D’après le document, la valeur des exportations agricoles congolaises reste principalement portée par le café, le cacao, le caoutchouc naturel, l’huile de palme et le bois. Toutefois, la baisse des cours internationaux observée vers la fin de l’année 2025 a pesé sur les performances de certaines filières, en particulier le café robusta, l’arabica et le cacao, réduisant les revenus des exportateurs.
Le café reste le principal produit d’exportation
Le rapport souligne que le café robusta demeure le premier produit agricole d’exportation du pays. Il est suivi du cacao, de l’huile de palme, du caoutchouc naturel et du bois.
Dans la perspective d’accroître la valeur ajoutée locale, les autorités congolaises ont engagé plusieurs initiatives visant la transformation des produits agricoles, notamment dans les filières cacao et gingembre.
Parmi les programmes de relance figure notamment l’initiative ATA-RDC lancée en 2022, ainsi que le projet de création de 10 hectares de pépinières communautaires par province, destiné à soutenir la production de plants et à renforcer les capacités des producteurs.

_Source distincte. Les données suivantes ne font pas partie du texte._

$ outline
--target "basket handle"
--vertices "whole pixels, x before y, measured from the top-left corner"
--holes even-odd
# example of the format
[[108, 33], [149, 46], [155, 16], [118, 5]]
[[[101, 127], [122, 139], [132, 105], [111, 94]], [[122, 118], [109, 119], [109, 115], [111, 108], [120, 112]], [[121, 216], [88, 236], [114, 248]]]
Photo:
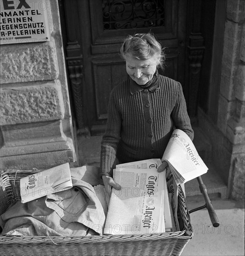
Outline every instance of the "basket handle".
[[189, 213], [192, 213], [194, 211], [197, 211], [200, 209], [203, 209], [203, 208], [206, 208], [208, 211], [208, 214], [209, 215], [209, 217], [211, 222], [212, 222], [212, 225], [213, 227], [217, 228], [219, 226], [219, 219], [218, 218], [217, 215], [212, 205], [212, 203], [210, 201], [210, 199], [208, 196], [208, 195], [207, 192], [207, 188], [206, 186], [203, 183], [202, 179], [201, 176], [198, 177], [197, 178], [198, 183], [199, 183], [199, 188], [200, 188], [200, 191], [202, 194], [203, 197], [204, 197], [204, 200], [205, 200], [205, 202], [206, 203], [205, 205], [203, 206], [201, 206], [200, 207], [198, 207], [193, 210], [190, 210], [189, 212]]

Des contraintes structurelles persistantes
Nonobstant ces initiatives, le secteur agricole congolais reste confronté à plusieurs défis structurels. Le rapport évoque notamment la faible productivité agricole, le déficit d’infrastructures logistiques et l’insécurité persistante dans l’Est du pays, qui limitent l’accès aux marchés et freinent les exportations. Dans ces conditions, seulement environ 15 % de la production agricole nationale est destinée à l’exportation, la majorité étant consommée localement ou utilisée pour la subsistance.
Par ailleurs, la RDC demeure fortement dépendante des importations alimentaires, dont la facture est estimée à plus de 600 milliards de FCFA par an, ce qui constitue un enjeu majeur pour la sécurité alimentaire et la balance commerciale.
Selon les projections officielles, la croissance combinée des secteurs agriculture, forêt et pêche devrait atteindre 4,7 % en 2025, contre 3,9 % en 2024. Le projet de budget 2025 prévoit également une hausse de 13 % des ressources allouées au secteur agricole, dans l’objectif de dynamiser les filières d’exportation, notamment le café et le cacao.
À l’échelle globale, les exportations totales de la RDC ont atteint 13,9 milliards de dollars à fin juin 2025, dominées largement par les produits miniers. Les produits agricoles y occupent encore une place marginale.
Dans ce contexte, les autorités congolaises entendent diversifier l’économie nationale, fortement dépendante du secteur minier, en stimulant la production agricole et en encourageant la transformation locale des produits. Les prix internationaux des produits agricoles devraient rester relativement stables en 2025, même si des pressions baissières sont anticipées pour la période 2026-2027.